将两个一维 arrays 中的字符匹配到一个二维数组中

Question

Essentially, I've created a vigenere cipher. Vigenere Cipher matrix

It's a method used for coding messages. I've created the 2D array for the Vigenere cipher array. I receive a message in a form of a.txt file to be encoded. I then convert this into a regular '1D character array'. Essentially reading the text and putting every single character into a new array.

I then also get input from the user for the key, this key is then taken and repeated to match the length of the character array. So now I have a 'key array'.

How a Vingere Cipher works is that the key's first letter and the texts first letter is matched. So on the X-Axis is the 'message' and on the Y-Axis is the 'key'.

For example, if I do key: road

and message: cars

the encrypted message would be: torv,

I would get T, because I started with R on the Y-Axis and matched it to C on the X-axis.

This is how I setup my Vigenere Cipher. where 'alphabet' is this. I'm just having trouble 'matching' the characters of the two arrays (encryption key) and (message) to my Vigenere Cipher, then saving that input as an array inside a method to be used later on. Currently, I'm not too worried about capital letters and so on.

Vigenere cipher code:

public static char[][] arrayMatrix (){
    char[][] arrayTabula = new char[26][26];
    for (int i=0;i<26;i++){
        int x = i;
        for (int j=0; j<26; j++){
            arrayTabula[i][j] = alphabet[x];
            if (x == 25){
                x = 0;
            }
            else
            x++;
        }
    }
    return arrayTabula;
}

I've thought about converting the letters in the alphabet to a number, then using numbers to match said 'numbers' with my Tabula. I just thought this would be too tedious to do and re-convert back into 'normal' text. I am just wondering if there's a direct method of just matching my wanted X-axis with my 'message' and Y-axis with my 'key' and then finding the cross-sectional point.

Is anyone able to help me out?

Answer 1

As per your code output of arrayTabula would be "ab c defghijklmnopq r stuvwxyz " for 26 times.I think you no need to create x variable anymore, use i I am not quite understand your example, could you please one example? ...

public static char[][] arrayMatrix() {
        char[][] arrayTabula = new char[26][26];
        char[] alphabet = "abcdefghijklmnopqrstuvwxyz".toCharArray();
        for (int i = 0; i < 26; i++) {
            for (int j = 0; j < 26; j++) {
                arrayTabula[i][j] = alphabet[j];
                System.out.print(arrayTabula[i][j]+" ");
            }
            System.out.println();
        }`enter code here`
        return arrayTabula;
    }

...

Answer 2

Matrix representation can be thought as this: matrix[y][x]

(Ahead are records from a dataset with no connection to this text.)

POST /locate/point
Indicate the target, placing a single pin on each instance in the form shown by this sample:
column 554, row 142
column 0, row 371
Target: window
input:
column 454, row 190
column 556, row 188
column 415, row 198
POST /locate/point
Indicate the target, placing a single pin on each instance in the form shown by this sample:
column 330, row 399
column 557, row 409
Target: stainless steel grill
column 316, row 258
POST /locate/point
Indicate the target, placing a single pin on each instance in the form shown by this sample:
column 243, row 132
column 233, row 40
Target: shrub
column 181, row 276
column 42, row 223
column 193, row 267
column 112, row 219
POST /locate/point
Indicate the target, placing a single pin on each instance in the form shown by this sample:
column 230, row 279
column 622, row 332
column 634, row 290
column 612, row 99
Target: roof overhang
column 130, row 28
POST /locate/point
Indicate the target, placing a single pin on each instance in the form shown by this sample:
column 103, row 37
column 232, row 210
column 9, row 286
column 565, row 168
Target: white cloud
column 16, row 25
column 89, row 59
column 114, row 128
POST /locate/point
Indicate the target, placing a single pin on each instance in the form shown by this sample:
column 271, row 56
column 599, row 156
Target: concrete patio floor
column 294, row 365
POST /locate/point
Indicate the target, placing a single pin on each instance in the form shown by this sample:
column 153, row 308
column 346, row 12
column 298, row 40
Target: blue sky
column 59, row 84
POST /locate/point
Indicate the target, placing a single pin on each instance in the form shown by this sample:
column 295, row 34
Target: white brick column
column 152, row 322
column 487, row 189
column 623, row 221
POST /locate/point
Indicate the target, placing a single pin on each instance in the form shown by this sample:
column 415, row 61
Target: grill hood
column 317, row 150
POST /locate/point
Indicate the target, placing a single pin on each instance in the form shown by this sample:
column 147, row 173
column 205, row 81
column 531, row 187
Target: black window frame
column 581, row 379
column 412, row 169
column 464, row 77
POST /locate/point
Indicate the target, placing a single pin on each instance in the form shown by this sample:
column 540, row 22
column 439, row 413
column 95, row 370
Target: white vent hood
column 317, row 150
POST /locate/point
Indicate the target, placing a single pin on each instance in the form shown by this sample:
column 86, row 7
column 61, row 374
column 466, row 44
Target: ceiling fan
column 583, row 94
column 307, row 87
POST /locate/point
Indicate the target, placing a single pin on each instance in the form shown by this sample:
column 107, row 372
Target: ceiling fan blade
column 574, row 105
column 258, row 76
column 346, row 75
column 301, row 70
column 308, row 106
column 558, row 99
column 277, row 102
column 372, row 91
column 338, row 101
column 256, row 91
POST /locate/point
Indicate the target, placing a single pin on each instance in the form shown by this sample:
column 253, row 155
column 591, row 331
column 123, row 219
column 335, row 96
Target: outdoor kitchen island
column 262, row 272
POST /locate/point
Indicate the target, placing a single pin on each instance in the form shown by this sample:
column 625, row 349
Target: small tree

So in Vigenere Cipher, as a y you're going to use key 's index and as a x you're going to use message 's index for each character .

tabula[(index of 'r')][(index of 'c')] // would equal to = t as you mentioned for cars and road

I see that message length and key length that's why should be equal, this is what we are going to use and iterate through.

Shortly my approach was something like this:

public static void encrypt(String message, String key) {
        int stringLength = message.length(); // they've common length
        char[][] arrayTabula = arrayMatrix(); // table that you've created
        String encryptedText = "";

        for (int i = 0; i < stringLength; i++) {

            // 97 is ascii code of 'a'. 
            // We want to access first index when we have 'a';
            // means = (int) 'a' - 97 = 0;
            // Applying for both y part and x part.
            int keysIndex = key.charAt(i) - 97; 
            int messagesIndex = message.charAt(i) - 97;

            //then correspondent `y` and `x` value is my encrypted char add it to my str
            encryptedText += arrayTabula[keysIndex][messagesIndex];
        }
        System.out.println(encryptedText);
    }

Or if you don't want to use, 97 or any other ascii code. I would suggest you to use your alphabet char[] to find the index of each character.

Might be like that:

 public static int findIndex(char ch) {
        for (int i = 0; i < alphabet.length; i++) {
            if (alphabet[i] == ch) {
                return i;
            }
        }
        return -1; // for not existing chars
    }

then the updated code would be:

...
int keysIndex = findIndex(key.charAt(i));
int messagesIndex = findIndex(message.charAt(i));
...

Answer 3

for lower case only if you want to do it without the array:

public static String transform(String message, String key){
String mLower = message.toLowerCase();
String kLower = key.toLowerCase();
String result = "";
for(int i = 0; i < message.length(); i++){
  int mNum = mLower.charAt(i) - 'a';
  int kNum = kLower.charAt(i) - 'a';
  int transformed = (kNum + mNum) % 26;
  transformed += 'a';
  char t = (char)transformed;
  result += t;
}
return result;

}

since each row starts with its own character and loops the alphabet by adding the index of the letter of the key to that of the letter of the message add them them get the modular of 26 you should get the result that you want.